Posted on: November 26th, 2019 by admin

Something for Nothing

There are those who think that sports gambling is the ultimate something-for-nothing action. But in fact, betting pro football to win is a business and must be treated like one to be prosperous.

The basics of earning money at this business are the lines set out by the oddsmakers are made not to forecast the real outcomes of games, nor to instruct the public about the relative strengths of teams, but to try to split the gambling public by making one team as appealing as the other. Considering that the public’s view of a match-up is occasionally incorrect, lines are occasionally incorrect concerning the real differences between two groups.
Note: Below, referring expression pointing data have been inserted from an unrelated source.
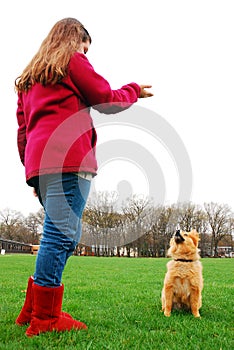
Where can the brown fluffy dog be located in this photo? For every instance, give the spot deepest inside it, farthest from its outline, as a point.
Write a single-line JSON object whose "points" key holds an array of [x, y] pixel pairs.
{"points": [[183, 282]]}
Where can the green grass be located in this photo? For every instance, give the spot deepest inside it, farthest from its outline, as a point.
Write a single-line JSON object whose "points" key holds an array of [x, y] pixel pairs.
{"points": [[119, 300]]}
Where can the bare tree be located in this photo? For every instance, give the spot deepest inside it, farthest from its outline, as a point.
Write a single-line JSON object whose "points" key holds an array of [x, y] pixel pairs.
{"points": [[219, 217]]}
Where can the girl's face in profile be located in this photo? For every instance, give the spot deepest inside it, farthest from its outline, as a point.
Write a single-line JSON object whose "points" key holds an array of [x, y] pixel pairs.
{"points": [[84, 47]]}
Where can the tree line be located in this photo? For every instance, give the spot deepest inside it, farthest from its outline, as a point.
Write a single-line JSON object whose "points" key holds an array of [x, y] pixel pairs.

All these erroneous lines are looked for by A bettor. When he finds these lines he wagers about them–and that is the only time he wagers.

And how can a winning handicapper find those lines that are inaccurate?
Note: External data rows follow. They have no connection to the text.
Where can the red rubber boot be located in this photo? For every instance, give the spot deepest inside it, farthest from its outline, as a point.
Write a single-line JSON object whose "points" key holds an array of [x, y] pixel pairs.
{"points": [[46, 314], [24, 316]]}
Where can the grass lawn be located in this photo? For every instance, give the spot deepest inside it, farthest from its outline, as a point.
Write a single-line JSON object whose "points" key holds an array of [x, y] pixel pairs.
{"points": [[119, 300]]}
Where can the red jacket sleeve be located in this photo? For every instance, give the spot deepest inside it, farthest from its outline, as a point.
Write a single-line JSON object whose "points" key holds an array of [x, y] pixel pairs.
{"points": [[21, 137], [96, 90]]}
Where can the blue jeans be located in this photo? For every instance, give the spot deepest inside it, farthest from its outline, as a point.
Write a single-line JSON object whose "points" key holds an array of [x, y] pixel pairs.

By dispassionately viewing as many games as possible, as well as post-game coverage of match-ups you couldn’t tune into. By keeping records of game statistics and scores, lines, injuries for study. By investigation of sport stats as well as motivational factors’ tracking. By educating yourself on how oddsmakers set lines so you are able to detect real value. And most important, by shopping aggressively for the greatest possible lines on matches you’ve resolved to bet.

Virtually each of the sports bettors that I know work hard in the beginning. We don’t simply roll out of bed and make stakes. We do not go by”inside information” The advice I use is available to anyone who makes the effort to receive it. To profit from handicapping the NFL, you need to expect to generate a similar effort. ??

Dan Gordon is the author of a new book, Beat the Sports Books: An Insider’s Guide to Handicapping the NFL. He has a winning record as a professional sports bettor for over two decades. His sports betting columns have appeared in the New York Daily News, San Francisco Examiner, Boston Herald, Los Angeles Herald Examiner, College and Pro Football Newsweekly, and a number of other magazines and papers. From 1984 to 1991 he served as handicapping consultant to Pete Axthelm of NBC, ESPN, and Inside Sports magazine, and more recently as an oddsmaking consultant for sportsbooks global.